Mamma turned and leveled a fierce scowl at her. “Just what is the meaning of all this?” she said. “Did you drop the mantel clock from the roof? Whatever for?”
“I…” started Verona, but she couldn’t think of anything to say. She stared at her shoes.
“Really Verona, I don’t know what’s gotten into you,” said Mamma. “You’re lucky you’ve only scared Pip. He might have been badly hurt, or worse!”
“I’m awfully sorry,” said Verona. “Really I am.”
“Apologize to him, not me,” said Mamma.
Pip had stopped sniffling, so Mamma lowered him back down to the deck. He dried his eyes with tiny fists, then wandered over to where the clock lay shattered. He inspected the gears and cogs and bits of metal, humming to himself. He gathered a few in his hands and dropped them over the side of the ship, watching them sink one by one into the deep. When the ripples died, he made silly faces at his reflection. Then he found his pinwheel and blew into it, and laughed happily when the colors spun around.
Verona sat next to her brother and sighed. “I’m sorry, Pip,” she said. “I’ve acted out like a mad albatross, haven’t I? Huffing and puffing about, making a perfect ruckus. And I haven’t brought back the wind or done any good at all. I’ve only managed to make everyone more miserable.” She wiped the indigenous rain-paint from her face. “What was it that Mamma said? ‘Sometimes the wind blows, sometimes it doesn’t.’”
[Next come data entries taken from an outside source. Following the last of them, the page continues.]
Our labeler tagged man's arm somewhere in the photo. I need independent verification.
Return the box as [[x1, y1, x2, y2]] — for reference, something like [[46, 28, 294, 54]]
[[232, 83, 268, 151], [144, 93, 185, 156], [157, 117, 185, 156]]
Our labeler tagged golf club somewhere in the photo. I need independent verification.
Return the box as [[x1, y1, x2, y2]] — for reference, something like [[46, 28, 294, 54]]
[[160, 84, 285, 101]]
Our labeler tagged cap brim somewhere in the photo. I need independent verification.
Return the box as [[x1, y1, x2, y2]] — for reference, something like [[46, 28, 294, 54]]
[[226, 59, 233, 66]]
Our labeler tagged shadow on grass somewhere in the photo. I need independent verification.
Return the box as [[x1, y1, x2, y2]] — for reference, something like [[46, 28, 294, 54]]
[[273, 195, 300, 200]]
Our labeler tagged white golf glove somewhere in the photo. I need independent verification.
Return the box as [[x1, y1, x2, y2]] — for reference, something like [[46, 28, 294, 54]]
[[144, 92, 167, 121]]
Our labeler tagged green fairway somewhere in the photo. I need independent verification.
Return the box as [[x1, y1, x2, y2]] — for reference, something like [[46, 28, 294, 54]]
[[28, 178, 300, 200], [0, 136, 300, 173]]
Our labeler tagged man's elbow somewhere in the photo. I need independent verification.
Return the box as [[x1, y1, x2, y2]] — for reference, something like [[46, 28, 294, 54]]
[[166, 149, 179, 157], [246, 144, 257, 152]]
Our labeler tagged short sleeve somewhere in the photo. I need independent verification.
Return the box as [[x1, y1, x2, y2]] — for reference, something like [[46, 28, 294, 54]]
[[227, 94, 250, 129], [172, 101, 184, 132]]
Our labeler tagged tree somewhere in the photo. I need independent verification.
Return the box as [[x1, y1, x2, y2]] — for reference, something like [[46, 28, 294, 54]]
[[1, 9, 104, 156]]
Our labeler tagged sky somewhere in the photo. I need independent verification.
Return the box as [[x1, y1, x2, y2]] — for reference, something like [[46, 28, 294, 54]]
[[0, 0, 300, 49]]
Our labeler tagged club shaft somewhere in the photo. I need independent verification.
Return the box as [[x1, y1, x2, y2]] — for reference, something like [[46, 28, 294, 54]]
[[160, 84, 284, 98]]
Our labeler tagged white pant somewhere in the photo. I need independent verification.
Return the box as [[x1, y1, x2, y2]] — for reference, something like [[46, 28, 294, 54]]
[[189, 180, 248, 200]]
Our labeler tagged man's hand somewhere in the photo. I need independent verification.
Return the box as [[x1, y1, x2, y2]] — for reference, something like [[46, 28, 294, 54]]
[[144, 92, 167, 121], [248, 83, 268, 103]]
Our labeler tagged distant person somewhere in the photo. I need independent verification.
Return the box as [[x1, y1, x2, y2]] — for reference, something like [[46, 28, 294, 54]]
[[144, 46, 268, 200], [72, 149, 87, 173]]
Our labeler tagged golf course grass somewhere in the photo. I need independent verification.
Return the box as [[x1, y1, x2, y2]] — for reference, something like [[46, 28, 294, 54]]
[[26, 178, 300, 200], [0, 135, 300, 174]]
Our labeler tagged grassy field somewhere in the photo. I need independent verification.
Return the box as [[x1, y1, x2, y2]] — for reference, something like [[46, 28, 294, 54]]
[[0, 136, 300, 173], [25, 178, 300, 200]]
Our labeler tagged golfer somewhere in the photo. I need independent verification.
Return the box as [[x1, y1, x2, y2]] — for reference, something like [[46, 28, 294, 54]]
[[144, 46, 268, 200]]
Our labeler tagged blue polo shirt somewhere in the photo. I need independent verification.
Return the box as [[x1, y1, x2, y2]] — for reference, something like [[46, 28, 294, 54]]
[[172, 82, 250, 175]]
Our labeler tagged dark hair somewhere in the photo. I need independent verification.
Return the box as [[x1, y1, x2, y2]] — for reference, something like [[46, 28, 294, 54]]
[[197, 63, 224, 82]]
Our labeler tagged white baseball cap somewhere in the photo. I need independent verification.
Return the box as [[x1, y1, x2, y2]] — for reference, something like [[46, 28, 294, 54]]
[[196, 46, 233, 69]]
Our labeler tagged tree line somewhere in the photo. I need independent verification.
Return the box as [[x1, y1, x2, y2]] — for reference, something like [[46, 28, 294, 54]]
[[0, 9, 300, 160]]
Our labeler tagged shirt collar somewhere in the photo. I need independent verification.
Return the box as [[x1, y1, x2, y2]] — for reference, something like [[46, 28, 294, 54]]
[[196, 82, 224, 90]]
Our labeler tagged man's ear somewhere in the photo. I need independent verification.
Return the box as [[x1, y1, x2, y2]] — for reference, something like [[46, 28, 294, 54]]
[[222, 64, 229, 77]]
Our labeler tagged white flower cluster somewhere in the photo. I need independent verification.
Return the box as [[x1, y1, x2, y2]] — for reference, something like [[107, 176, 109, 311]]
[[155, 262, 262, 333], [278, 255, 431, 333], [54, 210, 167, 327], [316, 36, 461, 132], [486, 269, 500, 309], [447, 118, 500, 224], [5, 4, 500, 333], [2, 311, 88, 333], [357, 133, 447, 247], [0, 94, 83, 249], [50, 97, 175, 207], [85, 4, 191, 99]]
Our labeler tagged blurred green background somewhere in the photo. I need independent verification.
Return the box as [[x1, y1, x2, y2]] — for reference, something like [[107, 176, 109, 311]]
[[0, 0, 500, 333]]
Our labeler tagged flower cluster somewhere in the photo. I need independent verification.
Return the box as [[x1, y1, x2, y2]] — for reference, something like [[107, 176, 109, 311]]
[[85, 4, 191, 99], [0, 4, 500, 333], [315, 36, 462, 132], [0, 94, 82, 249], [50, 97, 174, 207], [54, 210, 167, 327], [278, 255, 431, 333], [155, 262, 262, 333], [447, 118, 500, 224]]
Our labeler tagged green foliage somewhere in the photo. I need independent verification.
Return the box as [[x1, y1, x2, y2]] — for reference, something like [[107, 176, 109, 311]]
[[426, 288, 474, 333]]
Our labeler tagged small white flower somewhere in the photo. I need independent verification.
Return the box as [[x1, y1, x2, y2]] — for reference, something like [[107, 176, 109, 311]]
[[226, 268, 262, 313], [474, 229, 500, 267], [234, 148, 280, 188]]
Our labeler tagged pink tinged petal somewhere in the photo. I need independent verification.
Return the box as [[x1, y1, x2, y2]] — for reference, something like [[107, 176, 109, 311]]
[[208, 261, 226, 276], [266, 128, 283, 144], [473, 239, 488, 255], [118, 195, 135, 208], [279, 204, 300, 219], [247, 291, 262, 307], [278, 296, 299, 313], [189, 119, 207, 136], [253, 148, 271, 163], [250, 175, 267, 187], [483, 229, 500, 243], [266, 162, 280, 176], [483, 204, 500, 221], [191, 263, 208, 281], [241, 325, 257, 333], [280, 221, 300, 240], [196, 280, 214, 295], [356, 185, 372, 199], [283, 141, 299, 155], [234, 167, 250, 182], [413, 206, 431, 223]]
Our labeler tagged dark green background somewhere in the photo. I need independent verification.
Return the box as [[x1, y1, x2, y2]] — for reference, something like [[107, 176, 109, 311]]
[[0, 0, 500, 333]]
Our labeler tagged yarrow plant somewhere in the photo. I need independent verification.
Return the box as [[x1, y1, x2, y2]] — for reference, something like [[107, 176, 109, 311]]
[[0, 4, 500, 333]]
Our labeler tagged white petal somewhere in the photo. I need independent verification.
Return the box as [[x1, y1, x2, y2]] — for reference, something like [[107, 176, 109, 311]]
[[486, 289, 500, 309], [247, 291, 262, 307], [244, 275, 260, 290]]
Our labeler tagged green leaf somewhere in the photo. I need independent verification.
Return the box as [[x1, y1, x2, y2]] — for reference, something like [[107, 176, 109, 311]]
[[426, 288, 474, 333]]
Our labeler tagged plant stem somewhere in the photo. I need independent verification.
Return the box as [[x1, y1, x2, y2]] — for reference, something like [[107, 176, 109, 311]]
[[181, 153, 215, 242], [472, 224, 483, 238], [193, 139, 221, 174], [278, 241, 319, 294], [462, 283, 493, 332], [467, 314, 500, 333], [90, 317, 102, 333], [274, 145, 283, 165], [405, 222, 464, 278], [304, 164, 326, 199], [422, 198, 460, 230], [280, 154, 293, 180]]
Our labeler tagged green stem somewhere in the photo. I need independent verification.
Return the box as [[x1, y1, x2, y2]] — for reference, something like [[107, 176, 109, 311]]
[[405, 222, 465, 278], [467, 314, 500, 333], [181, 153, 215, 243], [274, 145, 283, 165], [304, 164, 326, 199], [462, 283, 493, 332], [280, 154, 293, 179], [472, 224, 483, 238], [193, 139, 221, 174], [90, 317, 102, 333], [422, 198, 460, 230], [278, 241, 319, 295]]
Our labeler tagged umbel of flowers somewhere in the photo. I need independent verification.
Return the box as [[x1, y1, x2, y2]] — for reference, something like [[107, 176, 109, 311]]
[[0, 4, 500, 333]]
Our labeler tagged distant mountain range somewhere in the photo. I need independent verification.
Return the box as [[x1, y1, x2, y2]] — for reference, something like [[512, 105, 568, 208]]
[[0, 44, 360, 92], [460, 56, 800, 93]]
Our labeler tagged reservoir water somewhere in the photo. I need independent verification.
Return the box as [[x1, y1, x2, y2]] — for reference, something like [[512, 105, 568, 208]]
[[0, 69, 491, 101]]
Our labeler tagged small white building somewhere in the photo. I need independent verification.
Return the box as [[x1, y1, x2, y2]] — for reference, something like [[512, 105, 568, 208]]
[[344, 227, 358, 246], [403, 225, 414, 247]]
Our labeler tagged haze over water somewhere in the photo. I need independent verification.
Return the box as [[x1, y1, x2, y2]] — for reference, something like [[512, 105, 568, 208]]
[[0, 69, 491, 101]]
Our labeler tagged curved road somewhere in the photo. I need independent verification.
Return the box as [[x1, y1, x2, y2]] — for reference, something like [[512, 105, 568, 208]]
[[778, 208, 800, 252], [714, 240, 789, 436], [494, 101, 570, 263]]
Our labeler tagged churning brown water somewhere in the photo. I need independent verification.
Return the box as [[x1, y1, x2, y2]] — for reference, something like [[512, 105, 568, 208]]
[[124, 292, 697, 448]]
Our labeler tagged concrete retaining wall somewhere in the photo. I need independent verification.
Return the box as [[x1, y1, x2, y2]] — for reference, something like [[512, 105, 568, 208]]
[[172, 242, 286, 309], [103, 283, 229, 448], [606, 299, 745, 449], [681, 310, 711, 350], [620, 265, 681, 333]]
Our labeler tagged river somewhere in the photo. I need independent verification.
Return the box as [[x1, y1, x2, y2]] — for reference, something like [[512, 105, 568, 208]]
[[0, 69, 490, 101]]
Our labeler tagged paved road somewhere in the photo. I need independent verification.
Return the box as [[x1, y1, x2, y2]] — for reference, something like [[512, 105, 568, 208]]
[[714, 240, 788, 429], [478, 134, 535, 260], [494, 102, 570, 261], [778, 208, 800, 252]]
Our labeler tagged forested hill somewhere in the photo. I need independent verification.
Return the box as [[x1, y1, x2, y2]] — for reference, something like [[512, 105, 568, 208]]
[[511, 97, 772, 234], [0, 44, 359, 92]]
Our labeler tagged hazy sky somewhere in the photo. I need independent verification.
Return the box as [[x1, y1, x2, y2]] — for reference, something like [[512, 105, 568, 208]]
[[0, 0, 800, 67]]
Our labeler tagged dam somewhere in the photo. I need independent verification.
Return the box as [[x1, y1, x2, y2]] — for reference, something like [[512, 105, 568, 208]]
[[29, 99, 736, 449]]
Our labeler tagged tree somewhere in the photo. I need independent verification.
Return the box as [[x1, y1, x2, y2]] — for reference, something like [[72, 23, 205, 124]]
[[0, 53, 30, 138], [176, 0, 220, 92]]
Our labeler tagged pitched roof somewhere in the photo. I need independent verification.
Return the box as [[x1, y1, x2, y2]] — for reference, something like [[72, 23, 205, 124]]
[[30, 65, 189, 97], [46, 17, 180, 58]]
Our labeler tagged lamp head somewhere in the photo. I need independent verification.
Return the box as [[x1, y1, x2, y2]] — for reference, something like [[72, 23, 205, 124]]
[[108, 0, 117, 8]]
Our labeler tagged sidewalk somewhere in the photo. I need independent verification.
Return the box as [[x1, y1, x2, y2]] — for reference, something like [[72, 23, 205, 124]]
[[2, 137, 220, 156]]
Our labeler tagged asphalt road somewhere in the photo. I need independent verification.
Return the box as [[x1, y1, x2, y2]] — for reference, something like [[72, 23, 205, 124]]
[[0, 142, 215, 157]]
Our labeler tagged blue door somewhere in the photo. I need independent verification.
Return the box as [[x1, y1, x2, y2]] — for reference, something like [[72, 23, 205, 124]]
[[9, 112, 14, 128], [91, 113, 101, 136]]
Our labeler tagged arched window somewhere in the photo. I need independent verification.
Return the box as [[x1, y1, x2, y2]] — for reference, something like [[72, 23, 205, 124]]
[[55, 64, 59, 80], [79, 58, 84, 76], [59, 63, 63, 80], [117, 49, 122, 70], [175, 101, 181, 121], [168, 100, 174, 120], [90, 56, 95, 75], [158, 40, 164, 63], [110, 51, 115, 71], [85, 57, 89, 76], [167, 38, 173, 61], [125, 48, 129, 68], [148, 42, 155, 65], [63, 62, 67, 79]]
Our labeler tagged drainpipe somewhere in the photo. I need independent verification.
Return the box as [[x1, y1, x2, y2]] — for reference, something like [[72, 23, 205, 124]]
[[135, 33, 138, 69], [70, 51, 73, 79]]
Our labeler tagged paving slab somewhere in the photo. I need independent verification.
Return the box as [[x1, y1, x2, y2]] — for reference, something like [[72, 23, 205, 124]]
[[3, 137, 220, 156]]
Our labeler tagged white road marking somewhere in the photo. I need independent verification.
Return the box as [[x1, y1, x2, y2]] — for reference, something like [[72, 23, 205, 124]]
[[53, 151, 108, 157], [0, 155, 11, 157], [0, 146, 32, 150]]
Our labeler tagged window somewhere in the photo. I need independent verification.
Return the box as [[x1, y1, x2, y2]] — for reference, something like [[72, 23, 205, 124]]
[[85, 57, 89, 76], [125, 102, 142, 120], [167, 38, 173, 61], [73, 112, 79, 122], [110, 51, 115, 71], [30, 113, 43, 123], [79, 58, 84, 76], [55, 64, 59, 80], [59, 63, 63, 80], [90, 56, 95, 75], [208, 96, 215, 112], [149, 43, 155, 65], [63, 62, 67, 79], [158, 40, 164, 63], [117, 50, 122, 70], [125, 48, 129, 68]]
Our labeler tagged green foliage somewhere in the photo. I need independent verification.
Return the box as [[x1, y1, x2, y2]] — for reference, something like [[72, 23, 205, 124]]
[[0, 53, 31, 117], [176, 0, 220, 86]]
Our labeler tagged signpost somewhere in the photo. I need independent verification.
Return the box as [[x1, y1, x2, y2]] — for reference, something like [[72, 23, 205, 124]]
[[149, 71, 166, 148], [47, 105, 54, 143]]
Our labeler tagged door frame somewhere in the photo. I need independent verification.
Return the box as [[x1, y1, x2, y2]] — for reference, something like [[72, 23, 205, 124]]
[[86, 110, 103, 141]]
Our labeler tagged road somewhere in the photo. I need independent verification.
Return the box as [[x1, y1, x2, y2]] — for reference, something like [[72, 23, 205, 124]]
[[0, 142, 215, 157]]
She hugged Pip tightly. “I’m sorry again. I don’t know what’s come over me. I wish I could be like you. You’re usually quite happy, no matter what.” Pip looked up at Verona and gently patted her hand.
Verona closed her eyes and took a deep breath, then let it out. “I’m going to try it,” she said to Pip. “Here I am, I’m just like you. I’m not worried about a thing. La-dee-la! Who cares if the wind never comes back? I’ve got you and Mamma and everyone else. It’s nice and sunny, perfect weather to read a good book or have a swim. Perhaps I’ll draw in my journal, or write a song. Or maybe I’ll just sit up here all day long and do absolutely nothing at all!”
Verona laughed, loud and heartily. As she did, all her unhappy feelings slid away like dirt in the bath. She felt lighter, almost as though she could just sail up into the air and drift among the clouds. “I can’t even recall what I was so upset about to begin with,” she thought. “Haven’t I already got everything I need?”
She leaned back and spread out her arms, smiling. As she stared into the infinite blue sky, a tiny breeze floated across the water, no more than a sigh. It tickled Verona’s eyelashes and brushed along her fingertips. It felt like the first drop of rain after years in the dusty desert.
Verona’s heart swelled. She knew exactly what she needed to do.